In our earlier work [41], facial and head movement dynamics were modeled using the per-frame raw features described in section V-A and the DFS-based per-video features. The extracted per-video features were fed to a logistic regression classifier. In [14], the AAMs based fiducial point time series were fed into a PCA resulting to 10 time series components accounting for a total of 95% of variance. The velocity of movement of the extracted 10 time series was computed and segmented into contiguous 10s intervals. The mean, median, and standard deviation of velocities were computed for each interval. The extracted statistics were concatenated for each interview and used for final representation. In [19], head movements were tracked by AAMs and modeled by Gaussian mixture models with seven components. Mean, variance, and component weights of the learned GMMs were used as features. Additionally, a set of head pose functionals was proposed, such as the statistics of head movements and duration of looking in different directions. In [11], fundamental vocal frequency, and switching pause duration were shown to be informative for depression detection. Mean value and coefficient of variation were used for depression assessment. For a fair and accurate comparison, for all re-implemented dynamic features, we used the same feature selection algorithm (i.e., mRMR), the same classification procedure (i.e., logistic regression), and the same accuracy measures.
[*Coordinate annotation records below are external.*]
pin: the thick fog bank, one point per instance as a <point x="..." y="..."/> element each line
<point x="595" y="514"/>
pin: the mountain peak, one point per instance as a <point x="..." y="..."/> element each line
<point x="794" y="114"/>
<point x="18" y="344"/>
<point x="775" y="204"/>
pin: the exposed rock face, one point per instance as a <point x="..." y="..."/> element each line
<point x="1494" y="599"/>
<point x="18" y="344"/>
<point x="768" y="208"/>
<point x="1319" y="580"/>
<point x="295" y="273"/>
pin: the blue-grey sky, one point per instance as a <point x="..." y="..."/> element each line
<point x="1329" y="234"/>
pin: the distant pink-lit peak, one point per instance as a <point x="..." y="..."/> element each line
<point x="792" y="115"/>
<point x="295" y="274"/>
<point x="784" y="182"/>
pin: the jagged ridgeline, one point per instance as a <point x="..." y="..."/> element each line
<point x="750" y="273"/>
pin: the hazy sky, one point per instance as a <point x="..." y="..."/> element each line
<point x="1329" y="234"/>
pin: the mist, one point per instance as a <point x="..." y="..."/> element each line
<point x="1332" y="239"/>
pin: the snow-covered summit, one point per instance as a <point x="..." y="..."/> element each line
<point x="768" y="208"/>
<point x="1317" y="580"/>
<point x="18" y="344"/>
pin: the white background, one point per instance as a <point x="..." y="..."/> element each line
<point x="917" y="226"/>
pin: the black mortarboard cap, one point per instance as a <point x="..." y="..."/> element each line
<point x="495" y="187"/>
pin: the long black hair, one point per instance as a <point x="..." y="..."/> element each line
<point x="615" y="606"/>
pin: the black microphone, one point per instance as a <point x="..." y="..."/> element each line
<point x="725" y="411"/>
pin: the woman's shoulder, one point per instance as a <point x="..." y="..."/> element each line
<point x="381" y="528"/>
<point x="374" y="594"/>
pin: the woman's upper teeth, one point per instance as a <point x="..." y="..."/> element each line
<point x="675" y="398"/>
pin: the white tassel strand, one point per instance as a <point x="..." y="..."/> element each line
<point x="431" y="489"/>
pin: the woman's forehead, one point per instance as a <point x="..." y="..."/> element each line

As shown in Table IV, the proposed features outperformed their counterparts for each modality. The accuracy of the proposed facial movement dynamics was 7.6% and 13.1% higher than that of facial movement dynamics in our earlier work [41], and facial movement features in [14], respectively. Likewise, the proposed head movement dynamics performed better than our earlier work [41] (9.19% higher) and better than Gaussian Mixture Model (GMM) in [19] (17.49% higher). A small increase (2%) was obtained with the proposed prosodic features compared to their counterpart in [11]. With the exception of our own previous method [41], we reimplemented previously published approaches. It is possible that had the original algorithms been used, results for alternative approaches may have been different. On the other hand, for comparison with our previous work [41], we had benefit of the original code. The new proposed features outperformed the previous one as shown in Table IV. To enable other researchers to compare their own algorithms directly with ours, we have arranged to release a version of the database (see section VII).
C. Assessment of Feature Selection
To evaluate the reliability and effectiveness of mRMR feature selection (see section IV), we compare mRMR results to no feature selection (see Table V).
TABLE V.
Modality | Mean Accuracy (%) | |
---|---|---|
| ||
All features | mRMR | |
Current Study | ||
| ||
Facial Mov. Dynamics | 65.68 | 72.59 |
Head Mov. Dynamics | 59.87 | 65.25 |
Voice | 43.54 | 44.44 |
| ||
Alternative Methods | ||
| ||
Facial Mov. Dynamics [41] | 54.26 | 64.98 |
Facial Movements [14] | 51.46 | 59.50 |
Head Mov. Dynamics [41] | 50.68 | 56.06 |
Head Mov. GMM [19] | 45.63 | 47.76 |
Head Mov. Functionals [19] | 47.29 | 53.00 |
Voice [11] | 42.33 | 42.33 |
Note: Alternative methods were re-implemented from their description in the corresponding papers for the measurement of 3-levels of depression severity. “All features” refers to no feature selection and mRMR refers to the mRMR feature selection method. Best performing approach is boldfaced for each modality/feature type.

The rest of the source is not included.